Сердце сжало тревожное предчувствие. Некоторое время я в упор рассматривал померкшую стену, пытаясь ментальным образом вернуть изображение к жизни. Врубил всю мощь, какой обеспечил меня волшебный пояс.

Все напрасно.

Между тем губошлепы разбежались по позициям. Иуду и сестер отправили тыл, в песчаные дюны. Там было построено небольшое укрытие, как раз на полпути между лощиной, ведущей к подножию гор, и небольшой бухтой, где поселяне спрятали плот.

Время тянулось удивительно медленно. Приютившая нас местность как бы замерла. Стихло волнение на море, песок высох точно по оцепеневшей линии уреза воды. На поверхности океана слепяще и резко отражалось местное тусклое солнце. В воздухе ни единого дуновения ветерка, обречено обвисли листья папоротниковых деревьев. В сверхчувственной ауре исчезли убаюкивающие, напоминающие страстные вздохи шумы. Я раз за разом пытался связаться с наблюдательными шариками, оставленными во всех трех туннелях, однако те онемели. Становилось нестерпимо жарко.

Не нравилась мне эта тишина, прерываемая редкими приглушенными раскатами, доносящимися со стороны всех трех туннелей.

Что там творилось?

Прошло более часа, жара не спадала. Я обошел все три позиции, каждый раз дотошно расспрашивал губошлепов, что там, в туннелях — все ухают? Наконец добрался до баррикады, прикрывать которую взялся Неемо с матросами.

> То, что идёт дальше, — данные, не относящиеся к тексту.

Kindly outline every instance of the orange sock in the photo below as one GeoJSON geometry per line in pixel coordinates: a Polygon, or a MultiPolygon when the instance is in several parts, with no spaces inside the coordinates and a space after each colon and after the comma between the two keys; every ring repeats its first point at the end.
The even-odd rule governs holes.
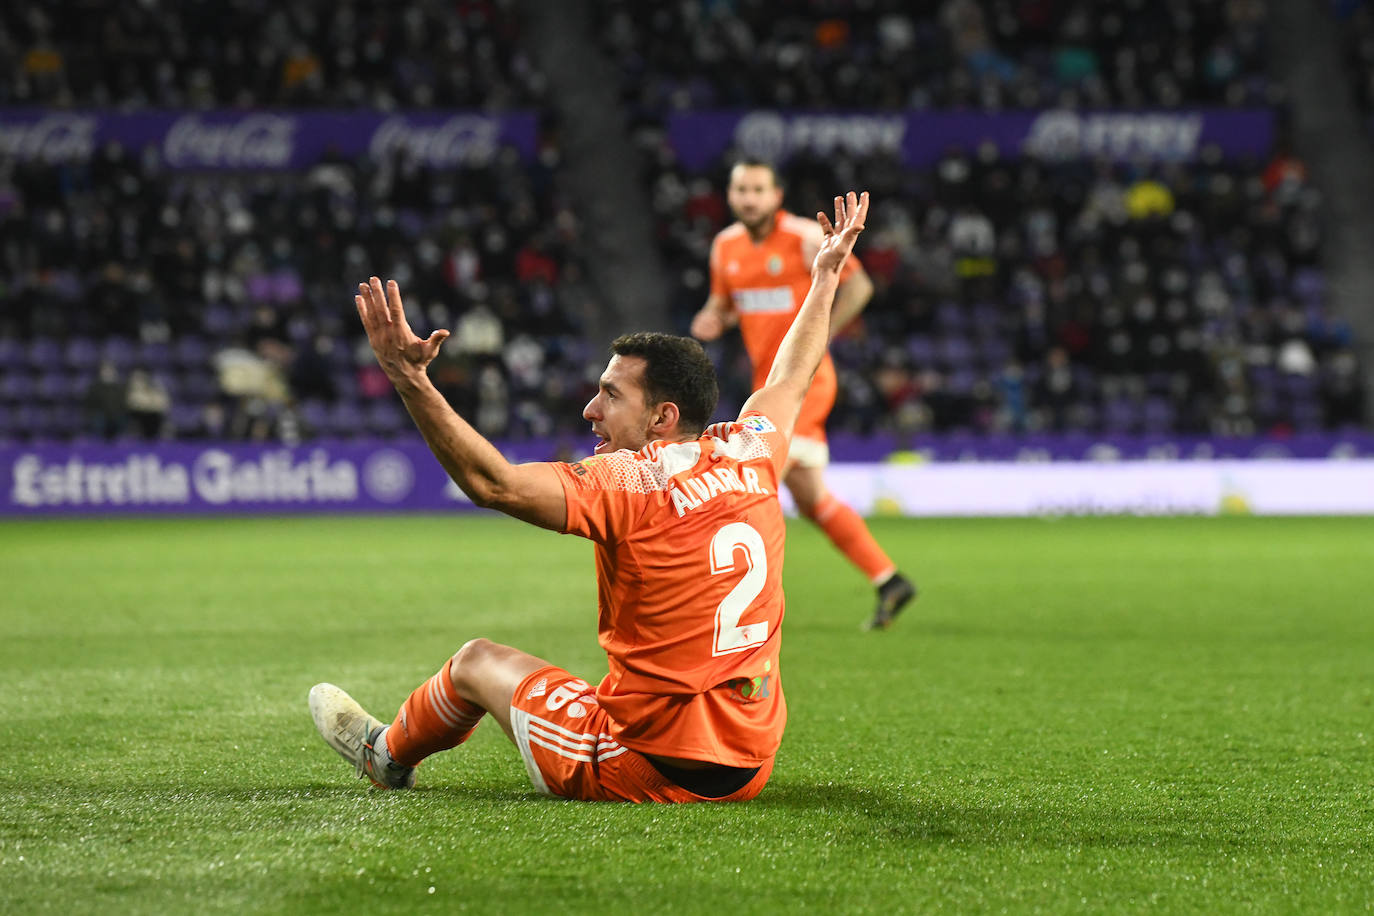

Капитан выглядел угрюмо, то и дело поглядывал на небо — тучки, что ли, дожидался или дождика? Может, темноты?..

— В чем дело, Неемо? — спросил я, устраиваясь рядом с ним в окопе.

Он долго молчал, все поглядывал на воткнутую в бруствер обломанную зубчиками палочку, потом подвинулся, жестом предложив занять его место. Я подчинился, проследил за крючковатым коготком, которым тот провесил незримую линию от моего правого глаза через верхушку обломанной палочки в направление солнца.

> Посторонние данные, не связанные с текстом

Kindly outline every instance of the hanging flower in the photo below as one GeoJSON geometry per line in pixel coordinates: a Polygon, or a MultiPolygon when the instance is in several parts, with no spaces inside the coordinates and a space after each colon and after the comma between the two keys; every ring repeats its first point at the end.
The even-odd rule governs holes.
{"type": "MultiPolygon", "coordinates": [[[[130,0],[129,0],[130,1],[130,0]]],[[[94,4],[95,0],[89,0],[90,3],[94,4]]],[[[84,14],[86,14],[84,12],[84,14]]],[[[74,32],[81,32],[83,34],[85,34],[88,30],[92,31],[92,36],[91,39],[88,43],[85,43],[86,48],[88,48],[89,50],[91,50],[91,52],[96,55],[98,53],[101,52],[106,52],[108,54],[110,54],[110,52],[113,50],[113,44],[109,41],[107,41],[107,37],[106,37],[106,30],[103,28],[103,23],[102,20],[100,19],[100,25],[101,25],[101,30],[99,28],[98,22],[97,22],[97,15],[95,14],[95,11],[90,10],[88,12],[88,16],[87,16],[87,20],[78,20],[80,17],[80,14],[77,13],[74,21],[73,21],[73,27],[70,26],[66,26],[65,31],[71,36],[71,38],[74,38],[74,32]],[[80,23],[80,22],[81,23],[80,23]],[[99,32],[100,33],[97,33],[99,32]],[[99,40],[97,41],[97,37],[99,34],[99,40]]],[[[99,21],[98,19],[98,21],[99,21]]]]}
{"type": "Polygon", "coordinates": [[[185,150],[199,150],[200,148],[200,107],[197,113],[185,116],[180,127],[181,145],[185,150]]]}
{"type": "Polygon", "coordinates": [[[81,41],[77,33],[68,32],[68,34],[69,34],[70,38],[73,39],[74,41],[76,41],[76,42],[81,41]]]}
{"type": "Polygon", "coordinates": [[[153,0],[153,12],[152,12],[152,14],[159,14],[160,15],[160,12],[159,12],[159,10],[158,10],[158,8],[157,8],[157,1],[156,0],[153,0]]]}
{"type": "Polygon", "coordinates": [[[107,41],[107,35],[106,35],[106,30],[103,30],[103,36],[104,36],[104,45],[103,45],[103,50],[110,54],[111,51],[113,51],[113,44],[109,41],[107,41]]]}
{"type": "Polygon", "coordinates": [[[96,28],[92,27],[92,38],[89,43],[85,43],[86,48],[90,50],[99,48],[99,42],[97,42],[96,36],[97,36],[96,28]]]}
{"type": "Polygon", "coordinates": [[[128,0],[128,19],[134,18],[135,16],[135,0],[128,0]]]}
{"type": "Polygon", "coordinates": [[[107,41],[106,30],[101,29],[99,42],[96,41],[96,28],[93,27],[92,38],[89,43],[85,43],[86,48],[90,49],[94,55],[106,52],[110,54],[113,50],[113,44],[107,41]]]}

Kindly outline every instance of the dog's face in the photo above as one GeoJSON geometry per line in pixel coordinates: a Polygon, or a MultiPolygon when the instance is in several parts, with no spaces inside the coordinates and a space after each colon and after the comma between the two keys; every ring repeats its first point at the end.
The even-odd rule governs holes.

— Ничего, учитель, не замечаешь?

Я недоуменно почесался.

Он повторил жест.

Я устроился поудобнее — так, чтобы средний зубчик лег на край светила. Пригляделся — оранжевый блеск мне не мешал. Кому пришлось вырасти под жесточайшим приглядом Дауриса и Тавриса, тому яркий свет был не страшен.

— Ну и что? — я глянул на капитана.

— Опять ничего не замечаешь?

— Оно, — я почесал висок и ткнул скрюченным пальцем в светило, — стоит на месте?

— Нет, учитель, оно возвращается к зениту. Засеки время.

Я вновь прищурил левый глаз, навел верхушку палочки на край солнечного диска. Хватило нескольких десятков секунд, чтобы догадаться, что имел в виду Неемо. Сердце у меня замерло, подступил леденящий страх. Если он прав, а это так, выходит, кто-то или что-то решило продлить светлое время суток, а это означает, что отстраненности приводной станции пришел конец и нам всем следует готовиться к худшему.

Астрономическое открытие было ошеломляющим, в него не хотелось верить. Мало ли куда направилось солнышко? Может, оно заблудилось или решило вернуться на ночевку туда, где провело утро?

— Худо дело? — спросил Неемо.

Я не удержался и совсем по-человечески кивнул. Капитан догадался, что означает этот жест. С ним не имело смысла играть в темную.

— Они решили нас уничтожить, — тихо, чтобы никто не услышал, ответил я.

— Кто они?

Я обвел рукой окрест.

— Небо, горы, солнце, океан… — с горечью добавил я.

Неемо страстно, недоверчиво почесался.

— Они что, живые? Ты, учитель, соображаешь, что говоришь?

Я утвердительно поскреб висок, попытался объяснить.

— Мы оказались нежеланными или слишком беспокойными гостями. Кстати, океан!.. Немедленно снимай своих людей, я разыщу Огуста. Всем немедленно отступить к берегу, держать курс на плот.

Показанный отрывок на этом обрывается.